First Lady Felicia Knaul’s research motivated by personal experience with breast cancer

University of Miami’s First Lady Felicia Knaul delivered a speech at the Women’s and Gender Studies inaugural lunch colloquium in the Donna E. Shalala Student Center (SC) on Friday, Sept. 26. Knaul spoke to fellows, professors and other members of academia about her research on global health and breast cancer in low and middle-income countries.

“It isn’t about just doing something about breast cancer. It’s about raising the knowledge in many different areas and fields,” she said.

Knaul, a breast cancer survivor herself, discussed how the poor face a double burden: communicable diseases and non-communicable diseases. She said that low and middle-income countries account for more than 90 percent of cervical cancer deaths because women in these countries often do not have access to health coverage.

Dr. Felicia Knaul, breast cancer survivor and advocate, discusses her research on breast cancer in developing nations at the Shalala Student Center Friday. Alisha Kabir // Contributing Photographer
Dr. Felicia Knaul, breast cancer survivor and advocate, discusses her research on breast cancer in developing nations at the Shalala Student Center Friday.

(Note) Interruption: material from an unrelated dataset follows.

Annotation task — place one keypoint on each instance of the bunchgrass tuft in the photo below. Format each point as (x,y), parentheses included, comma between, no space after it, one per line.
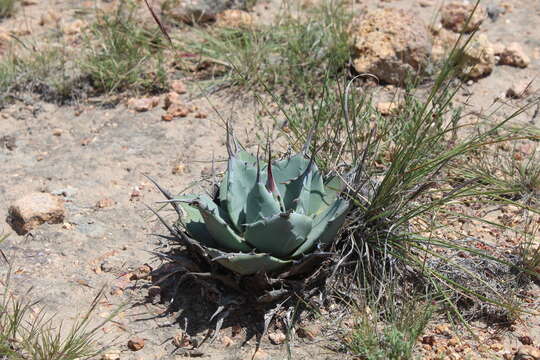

Alisha Kabir // Contributing Photographer

“All people should be able to obtain the needed health services without risking economic hardship or impoverishment,” she said.

Studies show that poorer states in Mexico, such as Puebla or Oaxaca, have a higher mortality rate in connection with cervical cancer and breast cancer than wealthier states, such as Distrito Federal and Nuevo Leon.

In an effort to improve health reform, Dr. Julio Frenk, UM President and Mexico’s former Minister of Health, introduced the Seguro Popular, a program for universal health coverage. This expanded access to health insurance for millions of uninsured Mexicans. However, Knaul noted that this health reform did not include access to morphine.

Knaul believes universal access to morphine is essential for a universal healthcare system.

“[Doctors] were able to say, ‘We’ll ship her to Guadalajara, we’ll send her somewhere else, but we can’t offer her the basics of human dignity because this is not included in our health system,’” she said about one of her patients undergoing chemotherapy.

As a result, Knaul started a global commission on the inequitable distribution of morphine. She has made it her mission to “alleviate avoidable pain and suffering in the world.” She hopes for a report from the commission within the next year.

Knaul also discussed the survivorship challenges for women after cancer. This includes changes in body image perception, fear or uncertainty surrounding fertility and employment discrimination.

“If they are women, they live this discrimination because they’re women,” she said.

The existence of gender inequality in the workforce is only aggravated by the addition of cancer and makes women undesirable to some employers, according to Knaul. To fight this, she would like to integrate survivorship care into the universal health system.

With tears in her eyes, Knaul told her own story of survivorship to the audience. She said that overcoming cancer has turned her into an optimist as well as an “optimalist,” one who hopes for the best but embraces life’s challenges and failures.

The enormity and vastness of her mission to improve financial systems and alleviate women’s suffering has not deterred her.

“I don’t accept that you can’t do anything because you can’t do everything,” she said.

Robert Johnson, a professor of sociology and a medical sociologist in the College of Arts and Sciences, described how the school would be working closely with the College of Arts and Sciences to continue Knaul’s research on policy development. She will catalyze research connections with Latin America and the Caribbean.

“She will be a very beneficial force in driving interdisciplinary studies in terms of the recognition it will now receive on campus,” he said.

Knaul will be giving a presentation about her co-authored Lancet Commission Report on Women and Health on Friday, Oct. 2, in the SCC.